A surprise coming soon for the newsletter and chapter 15 of the voice in the forest

It’s Getting Closer

I have told you all about A Comfort Food Romance prequel short story that I wrote for the fans of that series, well… it should be downloadable next week! This will be an exclusive for the newsletter, but I will share the cover here as well for you to see should you decide to sign up for the newsletter.
Big Yay!
Happy Pride!

What are we waiting for?


I wrote the story, got it to my editor, and now I’ve seen the mockup of the cover, all we need is the final cover and this will be an additional free and exclusive story just for you. 
Also, on my list of to do’s is an exclusive prequel for Heart of Cinders which is coming later this year.
Stay tuned for the short story coming soon and the other story coming later this year. 
The email friends get benefits no one else does. So sign up should you want to be one fo the email friends.

Remember, the story we’re writing here is a hot mess first draft, so please forgive the typos and stray grammar. And now for the next Chapter of our story…

The Voice in the forest

Arabella

“Don’t react to what I’m about to say,” he said, his voice low and dangerous, it sent all the hairs on her arms to standing.

“Why?” she asked in the same tone he used, her shoulder blades drawing together but her hands remained focused on the task in front of her, even while her mind roamed through the possibilities of what he could mean.

“In an upstairs window, someone is watching.”

Everything in her wanted to look up, wanted to see who was looking at her. 

Because they had to be looking at her, no one else could see Blackwell. No one else ever saw what she did. Even the medium her mother brought in when she was younger, after she insisted what she saw was real, said there was nothing there.

“No one can see you, right?” Just in case she was wrong, she thought it was a good idea to ask.

“Arabella, you are the first.”

For a minute she tried to relax, to take comfort in his words, but it didn’t work.

And that wasn’t because her brain offered the very real and very unnerving reality that if someone was watching, they were spying on her. No, that was nothing unusual in her life. 

Over the years she had grown more used to be stared at than not. Whether it was doctors, kids, her mother, Trenton, or even the people only she could interact with.

No. What held her shoulders in place, high and tightly squeezed together, was the feeling that she wasn’t being stared at. 

While she stared, transfixed by her fear, on the harmless plants in front of her, and her own hands as they uprooted them, her entire body screamed that she may have been the first, but she wasn’t the only.

As if her seeing Blackwell, and recognizing him for what he was, opened the door that blocked the vision of someone else.

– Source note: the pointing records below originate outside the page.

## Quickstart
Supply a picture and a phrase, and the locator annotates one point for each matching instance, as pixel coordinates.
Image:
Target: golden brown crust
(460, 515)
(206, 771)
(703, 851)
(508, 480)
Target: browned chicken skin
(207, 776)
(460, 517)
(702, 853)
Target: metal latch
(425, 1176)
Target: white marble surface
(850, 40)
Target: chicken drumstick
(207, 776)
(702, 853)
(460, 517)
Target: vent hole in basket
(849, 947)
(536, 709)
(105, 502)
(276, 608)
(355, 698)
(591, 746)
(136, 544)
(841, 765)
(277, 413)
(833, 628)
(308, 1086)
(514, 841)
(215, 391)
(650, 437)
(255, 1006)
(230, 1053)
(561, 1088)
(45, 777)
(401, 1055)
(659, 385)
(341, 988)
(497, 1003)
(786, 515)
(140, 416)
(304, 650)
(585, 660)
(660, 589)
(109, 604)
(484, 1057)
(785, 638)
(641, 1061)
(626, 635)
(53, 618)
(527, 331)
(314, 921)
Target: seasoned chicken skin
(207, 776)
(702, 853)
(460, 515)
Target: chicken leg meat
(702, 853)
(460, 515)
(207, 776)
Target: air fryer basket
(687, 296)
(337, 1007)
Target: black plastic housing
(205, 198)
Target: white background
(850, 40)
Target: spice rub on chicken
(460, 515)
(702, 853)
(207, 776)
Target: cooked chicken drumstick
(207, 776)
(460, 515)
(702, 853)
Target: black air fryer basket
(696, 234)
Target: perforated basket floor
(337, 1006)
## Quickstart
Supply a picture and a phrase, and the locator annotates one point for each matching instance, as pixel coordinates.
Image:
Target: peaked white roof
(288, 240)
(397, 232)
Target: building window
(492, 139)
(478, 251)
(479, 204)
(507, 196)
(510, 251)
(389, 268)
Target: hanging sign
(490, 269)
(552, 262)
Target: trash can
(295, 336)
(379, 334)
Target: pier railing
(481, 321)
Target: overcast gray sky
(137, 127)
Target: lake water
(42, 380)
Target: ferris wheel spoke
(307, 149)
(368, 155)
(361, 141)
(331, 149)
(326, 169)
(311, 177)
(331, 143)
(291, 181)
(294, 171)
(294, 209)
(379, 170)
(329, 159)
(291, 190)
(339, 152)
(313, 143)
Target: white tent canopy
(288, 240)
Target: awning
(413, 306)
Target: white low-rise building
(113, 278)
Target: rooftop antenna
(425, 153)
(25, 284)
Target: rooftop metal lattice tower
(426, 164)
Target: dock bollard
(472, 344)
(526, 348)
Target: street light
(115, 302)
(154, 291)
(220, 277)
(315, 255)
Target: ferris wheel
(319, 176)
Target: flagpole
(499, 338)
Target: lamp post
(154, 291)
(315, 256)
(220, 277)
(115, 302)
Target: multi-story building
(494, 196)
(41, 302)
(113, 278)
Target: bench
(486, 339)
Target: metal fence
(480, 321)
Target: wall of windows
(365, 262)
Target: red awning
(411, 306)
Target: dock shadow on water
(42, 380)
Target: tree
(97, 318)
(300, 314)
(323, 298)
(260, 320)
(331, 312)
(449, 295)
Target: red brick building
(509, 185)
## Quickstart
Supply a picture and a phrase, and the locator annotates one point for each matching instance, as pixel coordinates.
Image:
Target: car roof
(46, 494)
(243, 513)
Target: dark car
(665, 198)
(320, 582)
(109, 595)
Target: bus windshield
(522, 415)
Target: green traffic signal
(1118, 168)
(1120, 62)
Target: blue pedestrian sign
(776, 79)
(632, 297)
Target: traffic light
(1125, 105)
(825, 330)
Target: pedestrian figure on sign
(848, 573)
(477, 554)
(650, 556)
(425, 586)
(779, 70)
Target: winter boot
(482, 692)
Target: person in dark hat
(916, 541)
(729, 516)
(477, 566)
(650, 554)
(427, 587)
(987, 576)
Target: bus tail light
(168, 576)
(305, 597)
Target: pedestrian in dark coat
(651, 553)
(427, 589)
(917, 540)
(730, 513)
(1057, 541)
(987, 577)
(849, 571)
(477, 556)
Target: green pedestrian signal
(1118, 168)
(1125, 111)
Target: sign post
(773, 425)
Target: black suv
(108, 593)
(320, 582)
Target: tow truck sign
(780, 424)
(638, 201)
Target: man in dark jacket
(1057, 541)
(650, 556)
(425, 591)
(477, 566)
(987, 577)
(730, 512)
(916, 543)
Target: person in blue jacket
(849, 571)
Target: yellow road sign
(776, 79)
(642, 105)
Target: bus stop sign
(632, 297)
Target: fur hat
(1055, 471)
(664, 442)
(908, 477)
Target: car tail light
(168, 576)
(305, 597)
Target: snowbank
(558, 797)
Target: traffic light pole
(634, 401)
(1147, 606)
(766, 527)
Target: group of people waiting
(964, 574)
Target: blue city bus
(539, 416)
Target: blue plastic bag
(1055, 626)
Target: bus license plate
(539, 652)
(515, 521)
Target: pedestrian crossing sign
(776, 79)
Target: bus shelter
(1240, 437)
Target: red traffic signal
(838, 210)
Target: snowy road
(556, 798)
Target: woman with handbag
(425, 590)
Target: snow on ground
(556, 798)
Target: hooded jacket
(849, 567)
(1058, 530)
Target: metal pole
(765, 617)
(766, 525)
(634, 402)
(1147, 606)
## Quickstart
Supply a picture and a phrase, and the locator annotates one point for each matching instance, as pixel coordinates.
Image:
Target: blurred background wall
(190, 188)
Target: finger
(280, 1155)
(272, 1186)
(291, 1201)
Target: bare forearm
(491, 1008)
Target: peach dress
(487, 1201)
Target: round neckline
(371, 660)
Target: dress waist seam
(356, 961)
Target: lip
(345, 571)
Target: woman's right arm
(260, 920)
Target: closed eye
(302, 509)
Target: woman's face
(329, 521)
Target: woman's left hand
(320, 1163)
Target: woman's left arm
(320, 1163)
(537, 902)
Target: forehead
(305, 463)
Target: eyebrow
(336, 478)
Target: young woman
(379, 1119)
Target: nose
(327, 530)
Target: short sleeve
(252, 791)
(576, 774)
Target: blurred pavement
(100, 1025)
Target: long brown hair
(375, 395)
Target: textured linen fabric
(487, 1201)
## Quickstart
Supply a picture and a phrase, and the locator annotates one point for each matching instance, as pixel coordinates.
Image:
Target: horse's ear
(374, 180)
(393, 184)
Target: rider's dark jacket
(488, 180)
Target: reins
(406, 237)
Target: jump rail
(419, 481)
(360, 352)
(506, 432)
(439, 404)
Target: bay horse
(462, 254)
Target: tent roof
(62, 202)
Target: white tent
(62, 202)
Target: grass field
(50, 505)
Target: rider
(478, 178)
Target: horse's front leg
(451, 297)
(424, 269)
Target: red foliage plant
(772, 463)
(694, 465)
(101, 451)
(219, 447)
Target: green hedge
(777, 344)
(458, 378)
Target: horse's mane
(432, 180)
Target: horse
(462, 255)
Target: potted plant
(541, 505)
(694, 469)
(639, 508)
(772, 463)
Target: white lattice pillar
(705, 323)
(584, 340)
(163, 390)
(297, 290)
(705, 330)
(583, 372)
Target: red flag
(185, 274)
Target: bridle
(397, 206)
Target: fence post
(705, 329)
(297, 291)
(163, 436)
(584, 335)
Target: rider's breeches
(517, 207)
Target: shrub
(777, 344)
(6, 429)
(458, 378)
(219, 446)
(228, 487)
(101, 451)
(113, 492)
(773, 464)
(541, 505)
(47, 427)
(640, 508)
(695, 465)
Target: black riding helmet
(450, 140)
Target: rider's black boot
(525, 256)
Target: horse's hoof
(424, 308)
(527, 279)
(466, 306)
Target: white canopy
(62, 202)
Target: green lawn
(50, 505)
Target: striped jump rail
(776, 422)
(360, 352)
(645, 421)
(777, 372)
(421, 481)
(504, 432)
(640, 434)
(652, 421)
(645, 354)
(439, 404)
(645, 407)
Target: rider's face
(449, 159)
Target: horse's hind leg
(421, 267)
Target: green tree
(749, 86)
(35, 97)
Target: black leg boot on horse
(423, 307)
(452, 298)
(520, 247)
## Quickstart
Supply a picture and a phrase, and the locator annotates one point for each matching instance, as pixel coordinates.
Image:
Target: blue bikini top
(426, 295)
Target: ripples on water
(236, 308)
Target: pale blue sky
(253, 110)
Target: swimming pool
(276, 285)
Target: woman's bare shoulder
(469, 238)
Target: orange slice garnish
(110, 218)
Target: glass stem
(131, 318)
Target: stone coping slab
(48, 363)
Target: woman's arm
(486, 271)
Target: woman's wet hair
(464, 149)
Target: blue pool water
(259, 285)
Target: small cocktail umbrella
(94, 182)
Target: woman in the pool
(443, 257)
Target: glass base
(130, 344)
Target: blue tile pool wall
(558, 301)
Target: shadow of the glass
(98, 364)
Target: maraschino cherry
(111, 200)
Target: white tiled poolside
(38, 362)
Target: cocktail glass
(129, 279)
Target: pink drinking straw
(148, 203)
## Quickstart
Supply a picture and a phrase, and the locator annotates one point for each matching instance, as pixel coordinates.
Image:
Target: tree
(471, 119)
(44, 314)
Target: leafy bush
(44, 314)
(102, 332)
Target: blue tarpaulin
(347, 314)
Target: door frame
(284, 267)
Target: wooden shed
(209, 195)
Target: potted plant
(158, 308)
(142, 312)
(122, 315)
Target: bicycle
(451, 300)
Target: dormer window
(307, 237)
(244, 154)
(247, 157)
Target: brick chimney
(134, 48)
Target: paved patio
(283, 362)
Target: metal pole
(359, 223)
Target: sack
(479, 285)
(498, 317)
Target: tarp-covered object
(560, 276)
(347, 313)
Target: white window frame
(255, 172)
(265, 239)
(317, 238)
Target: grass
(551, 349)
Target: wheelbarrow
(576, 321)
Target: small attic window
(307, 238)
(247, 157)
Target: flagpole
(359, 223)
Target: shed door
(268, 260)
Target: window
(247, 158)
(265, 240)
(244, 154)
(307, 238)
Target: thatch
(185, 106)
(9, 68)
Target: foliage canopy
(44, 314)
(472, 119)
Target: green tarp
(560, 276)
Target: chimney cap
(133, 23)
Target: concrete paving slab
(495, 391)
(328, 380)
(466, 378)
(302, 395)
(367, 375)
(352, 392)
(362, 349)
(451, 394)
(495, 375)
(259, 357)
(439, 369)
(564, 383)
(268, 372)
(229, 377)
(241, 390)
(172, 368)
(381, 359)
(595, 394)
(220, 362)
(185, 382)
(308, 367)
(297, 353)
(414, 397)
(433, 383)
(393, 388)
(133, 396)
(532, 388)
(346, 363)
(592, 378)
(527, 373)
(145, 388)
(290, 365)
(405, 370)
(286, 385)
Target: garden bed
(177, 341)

She swallowed, her throat tight. 

“Maybe,” she said, her voice insubstantial, less than a whisper, more like an exhalation with shape, “I should go in now and start on my search for some kind of answers.”

“No, you stay, but I’m going to go inside for a minute and try and get some other answers. We don’t want to tip them off.”

Looking toward him through the fall of her hair, not willing to turn in his direction entirely, nor reach out and stop him as she wanted to, she tried to whisper at him.

“Come back here.”

But he was already walking through the outside wall of the house.

Alone in the courtyard, her heart rate started to run as if she was the one making a mad dash inside the house. 

She stretched her back, one hand rubbing a non existent ache along the arch of her back and sat up.

Even though it was natural to sit back for a moment, and in doing so, look up at the house, her eyes stopped at the lintels over the first floor windows.

If someone was spying on her, her mother maybe, she needed to have some idea how she was supposed to react.

Throughout her time with the doctors she learned one thing, react as people would expect you to and you are less likely to get in trouble.

But trouble was her constant companion through most of her life, and it was still hard to avoid it. Hardest when the only way to do so was by pretending she was someone she was not.

Finally, she yawned and stretched, allowing her head to fall back so she could scan the upper windows with views on her garden. That was something people did. If anyone saw her, they couldn’t accuse her of being strange.

None of her carefully constructed ruse mattered. 

The only person she saw in the windows, eyes trained on her under a furrowed brow, was Blackwell.

Tada!

When this story is finished, and I start in on the rewrites, I can almost guarantee the last chapter will be joined with this one, or this one will join the next. Sometimes you’re writing and something that you thought would take a long time happens faster and that’s okay. The characters are almost always right.
As always, Thanks for reading everybody!